Dems: Obama must tout improving economy in 2016

President Obama must trumpet the improving economy as he overhauls his message for the 2016 elections, a sales pitch that has eluded him throughout his six years in office, argue Democratic Party strategists and insiders.

That would represent a dramatically different strategy for Obama than what he employed in the lead-up to the November midterms, which ended in embarrassment for the White House.

“Under Obama, America is better,” said Simon Rosenberg, a presidential campaign adviser for Bill Clinton and founder of the New Democratic Network, a Washington think tank. “Democrats need to make the contrast between performance of the U.S. economy under the last two Democratic and GOP presidents a central theme of 2016 election.”

Obama has made a more concerted effort lately to promote his handling of the economy.

“So far this year, over the first 11 months of 2014, our economy has created 2.65 million jobs,” Obama said Friday, trumpeting the strong November jobs report from the Bureau of Labor Statistics before he announced his nomination for secretary of defense. “That’s more than in any entire year since the 1990s. Our businesses have now created 10.9 million jobs over the past 57 months in a row. And that’s the longest streak of private-sector job growth on record.”

The president’s attempts to stay out of races involving vulnerable Democrats proved ineffective this year, and party insiders and strategists say it’s futile for him to try to do so again since any Democratic hopeful for the White House will largely have to run on his policies.

That reality is even harder to ignore if Obama’s former secretary of state, Hillary Clinton, the likely Democratic presidential frontrunner, enters the race.

But for a president with approval ratings hovering around only 40 percent, it is certainly difficult to envision how the White House can redefine Obama’s accomplishments in a more palatable way for Democratic candidates.

And economic confidence has lagged, even as the data has shown recent improvements in the job market.

“The president can point to all the numbers he wants, but it won’t matter if the average American isn’t feeling what he’s talking about,” a veteran Democratic pollster told the Washington Examiner. “I would argue that is his central challenge over the next two years. At the most basic level, that’s what 2016 is about.”

Republicans did not hesitate to tie Hillary Clinton to Obama on the economy, even with the release of a positive jobs report.

November’s “jobs report shouldn’t be an aberration; it should be the norm,” said Republican National Committee Chairman Reince Priebus. “Sadly, it’s not. The Obama-Clinton Democrats have prioritized other things like Obamacare regulations, energy regulations and small business regulations. Translation: they pushed job-killing policies when we needed job-creating policies.”

However, a more favorable electoral map than November’s bolsters Democrats’ 2016 hopes.

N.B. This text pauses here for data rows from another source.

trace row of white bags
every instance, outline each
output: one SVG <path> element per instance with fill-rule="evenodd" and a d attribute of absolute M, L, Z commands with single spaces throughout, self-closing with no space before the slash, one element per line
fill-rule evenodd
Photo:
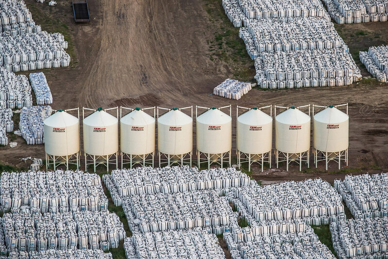
<path fill-rule="evenodd" d="M 338 258 L 388 256 L 388 221 L 387 218 L 367 218 L 331 223 L 330 229 L 333 246 Z"/>
<path fill-rule="evenodd" d="M 238 80 L 228 78 L 214 87 L 213 94 L 229 99 L 238 100 L 251 90 L 251 83 L 240 82 Z"/>
<path fill-rule="evenodd" d="M 237 236 L 232 233 L 224 234 L 224 239 L 233 259 L 335 258 L 327 247 L 319 241 L 309 226 L 307 226 L 304 232 L 297 234 L 256 236 L 253 236 L 249 227 L 244 228 L 243 233 Z"/>
<path fill-rule="evenodd" d="M 49 105 L 23 108 L 20 113 L 19 129 L 27 145 L 44 144 L 43 121 L 51 114 L 51 109 Z"/>
<path fill-rule="evenodd" d="M 30 81 L 31 81 L 31 87 L 36 97 L 36 104 L 38 105 L 52 104 L 52 95 L 43 72 L 31 73 Z"/>
<path fill-rule="evenodd" d="M 373 0 L 323 0 L 330 16 L 337 23 L 387 21 L 388 2 Z"/>
<path fill-rule="evenodd" d="M 248 187 L 234 188 L 226 195 L 239 199 L 259 222 L 329 216 L 344 212 L 340 196 L 322 179 L 263 187 L 251 184 Z"/>
<path fill-rule="evenodd" d="M 250 20 L 242 34 L 252 35 L 259 52 L 339 48 L 344 46 L 333 24 L 317 17 L 288 17 Z"/>
<path fill-rule="evenodd" d="M 200 171 L 188 165 L 114 170 L 111 176 L 123 196 L 247 186 L 251 182 L 245 174 L 235 168 Z"/>
<path fill-rule="evenodd" d="M 3 258 L 0 257 L 0 259 Z M 13 250 L 8 257 L 4 259 L 113 259 L 112 253 L 104 253 L 101 250 L 66 250 L 54 249 L 40 252 L 27 253 Z"/>
<path fill-rule="evenodd" d="M 24 75 L 0 67 L 0 107 L 21 109 L 32 105 L 31 87 Z"/>
<path fill-rule="evenodd" d="M 3 172 L 0 179 L 3 210 L 31 212 L 105 210 L 108 199 L 99 177 L 81 171 Z"/>
<path fill-rule="evenodd" d="M 24 1 L 0 1 L 0 23 L 2 25 L 32 21 L 31 13 Z"/>
<path fill-rule="evenodd" d="M 1 219 L 9 250 L 116 248 L 126 237 L 122 223 L 114 213 L 30 214 L 6 213 Z"/>
<path fill-rule="evenodd" d="M 346 176 L 343 181 L 336 180 L 334 187 L 342 196 L 351 212 L 357 217 L 372 212 L 372 217 L 380 217 L 380 211 L 388 210 L 388 174 Z M 377 210 L 377 213 L 373 213 Z M 386 213 L 387 213 L 386 212 Z M 384 214 L 382 215 L 384 216 Z"/>
<path fill-rule="evenodd" d="M 135 233 L 124 242 L 128 259 L 225 258 L 215 235 L 200 229 Z"/>
<path fill-rule="evenodd" d="M 326 86 L 333 83 L 340 86 L 358 81 L 362 77 L 347 49 L 342 48 L 263 52 L 255 59 L 255 65 L 258 84 L 261 86 L 264 81 L 263 87 L 267 88 L 273 88 L 268 86 L 269 81 L 285 81 L 284 88 L 287 88 L 289 81 L 292 81 L 291 84 L 295 86 L 296 81 L 323 79 L 325 81 L 311 82 L 309 80 L 309 86 L 324 86 L 325 82 Z M 331 79 L 333 80 L 329 81 Z M 307 82 L 300 83 L 300 87 L 308 86 Z"/>
<path fill-rule="evenodd" d="M 371 47 L 368 51 L 360 51 L 360 60 L 368 72 L 379 82 L 388 80 L 388 46 Z"/>
<path fill-rule="evenodd" d="M 134 222 L 140 219 L 144 232 L 227 225 L 233 214 L 227 201 L 214 190 L 127 197 L 123 208 L 131 211 Z"/>

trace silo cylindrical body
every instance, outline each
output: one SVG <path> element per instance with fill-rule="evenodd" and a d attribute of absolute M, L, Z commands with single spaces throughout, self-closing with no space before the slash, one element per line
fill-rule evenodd
<path fill-rule="evenodd" d="M 120 148 L 123 153 L 146 155 L 155 151 L 155 118 L 140 109 L 120 120 Z"/>
<path fill-rule="evenodd" d="M 284 153 L 302 153 L 310 149 L 311 118 L 291 107 L 275 117 L 275 148 Z"/>
<path fill-rule="evenodd" d="M 80 120 L 59 110 L 43 121 L 45 151 L 53 156 L 70 156 L 80 151 Z"/>
<path fill-rule="evenodd" d="M 193 118 L 173 109 L 158 118 L 158 149 L 168 155 L 193 151 Z"/>
<path fill-rule="evenodd" d="M 272 117 L 253 109 L 237 118 L 237 149 L 246 154 L 262 154 L 272 149 Z"/>
<path fill-rule="evenodd" d="M 232 149 L 232 118 L 213 107 L 196 119 L 197 149 L 220 154 Z"/>
<path fill-rule="evenodd" d="M 339 152 L 349 147 L 349 116 L 330 106 L 314 115 L 314 148 Z"/>
<path fill-rule="evenodd" d="M 118 151 L 117 118 L 98 109 L 83 119 L 83 151 L 95 156 Z"/>

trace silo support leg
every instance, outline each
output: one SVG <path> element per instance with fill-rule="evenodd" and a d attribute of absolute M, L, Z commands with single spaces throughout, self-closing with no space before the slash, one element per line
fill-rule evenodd
<path fill-rule="evenodd" d="M 325 152 L 326 156 L 325 156 L 325 161 L 326 161 L 326 171 L 327 171 L 327 152 Z"/>

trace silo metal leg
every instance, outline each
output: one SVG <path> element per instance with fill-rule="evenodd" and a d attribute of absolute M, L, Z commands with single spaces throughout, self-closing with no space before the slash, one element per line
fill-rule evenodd
<path fill-rule="evenodd" d="M 325 161 L 326 161 L 326 171 L 327 171 L 327 152 L 325 152 L 325 154 L 326 154 L 326 156 L 325 156 Z"/>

Republicans have to defend 24 Senate seats in 2016, seven of which are in states Obama carried in 2012. It’s almost a total reverse from this year, when Democrats had to fight on political terrain decidedly favoring the GOP, such as the Deep South.

Perhaps that’s why Obama has been aggressive in the wake of the humbling midterm defeats, pushing through unilateral policies on immigration and climate change likely to play well with the Democratic base.

“Playing it safe didn’t work,” the Democratic pollster said. “The president is going in a completely different direction now. And the rest of the party has to adapt to that.”